The immigrant experience has become familiar ground for novels in the last decade with Junot Diaz’s “The Brief Wondrous Life of Oscar Wao” and Jhumpa Lahiri’s short stories becoming best sellers and widening the scope of American fiction so much so that it has become almost commonplace to read. Even though Dinaw Mengestu’s latest novel “How to Read the Air” tells another story about cultural divide and immigration, it excites readers with its clarity and confidence in delineating the separation of being American yet still so foreign to your country.
Mengestu’s second novel follows Jonas Woldermariam, an Ethiopian-American, on a journey retracing the steps of his immigrant parents’ move from Illinois to Nashville.

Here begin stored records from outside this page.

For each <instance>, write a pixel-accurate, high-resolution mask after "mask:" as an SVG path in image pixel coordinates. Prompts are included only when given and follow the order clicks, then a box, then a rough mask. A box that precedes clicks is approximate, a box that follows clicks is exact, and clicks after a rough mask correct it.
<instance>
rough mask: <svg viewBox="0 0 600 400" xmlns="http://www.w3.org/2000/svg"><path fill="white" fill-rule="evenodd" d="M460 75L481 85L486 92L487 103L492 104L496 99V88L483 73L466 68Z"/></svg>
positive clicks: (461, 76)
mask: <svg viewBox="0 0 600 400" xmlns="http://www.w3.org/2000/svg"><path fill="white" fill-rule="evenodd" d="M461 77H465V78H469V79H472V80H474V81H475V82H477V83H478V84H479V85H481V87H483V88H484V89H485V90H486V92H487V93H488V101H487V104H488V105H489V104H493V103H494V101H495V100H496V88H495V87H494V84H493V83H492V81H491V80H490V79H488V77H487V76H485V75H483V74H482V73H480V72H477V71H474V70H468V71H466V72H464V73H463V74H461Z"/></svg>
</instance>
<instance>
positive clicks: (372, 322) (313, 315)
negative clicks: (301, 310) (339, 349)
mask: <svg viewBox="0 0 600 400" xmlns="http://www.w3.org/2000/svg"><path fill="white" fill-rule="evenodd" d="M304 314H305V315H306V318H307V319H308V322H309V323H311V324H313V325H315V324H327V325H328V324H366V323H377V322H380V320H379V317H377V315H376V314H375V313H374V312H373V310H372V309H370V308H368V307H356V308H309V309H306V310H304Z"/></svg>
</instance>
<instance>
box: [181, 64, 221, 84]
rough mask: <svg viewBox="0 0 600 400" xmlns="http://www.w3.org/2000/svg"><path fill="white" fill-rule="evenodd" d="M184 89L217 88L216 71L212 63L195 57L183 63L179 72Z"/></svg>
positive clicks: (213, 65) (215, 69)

The trip is not to be taken as a celebration of life but as a catharsis. Recently divorced from his wife, Jonas wants answers to his stilted emotional disconnect with people and to the fraught relationship between his own mother and father. He moves from point to point, retracing the steps of his parents as they attempted to reinvent themselves as Americans three decades earlier while he reinvents his identity.
The distinctive factor in “How to Read the Air” is the way in which Mengestu can make the complex easily connective to readers. He gracefully untangles the strings of being an Ethiopian-American in New York City to form a tale of the search for a human bond. Also, he depicts the connection between Jonas’ own marriage and that of his parents with an ease that does not feel contrived but completely nuanced. Through this scope, Mengestu fully realizes the power of the past in propelling the future. In his desperate escape to confront his father’s abuse as a child, Jonas disappears into the air, only to
realize the consequences of this emotional void as an adult.
Mengestu writes in a crisp, clear prose. Over and over, he shares passing moments of Jonas’ marriage and childhood in heartbreaking detail. Though, if there were one hesitation, it would be that he begins to wander off into his writing, hammering down a thought or message too forcefully.
“How to Read the Air” signals the emergence of a fully mature writer who is able to write about the American experience and the immigrant experience as one and the sam, because he understands that the cultural, language and social barriers do not bar us from the universal hope for connection.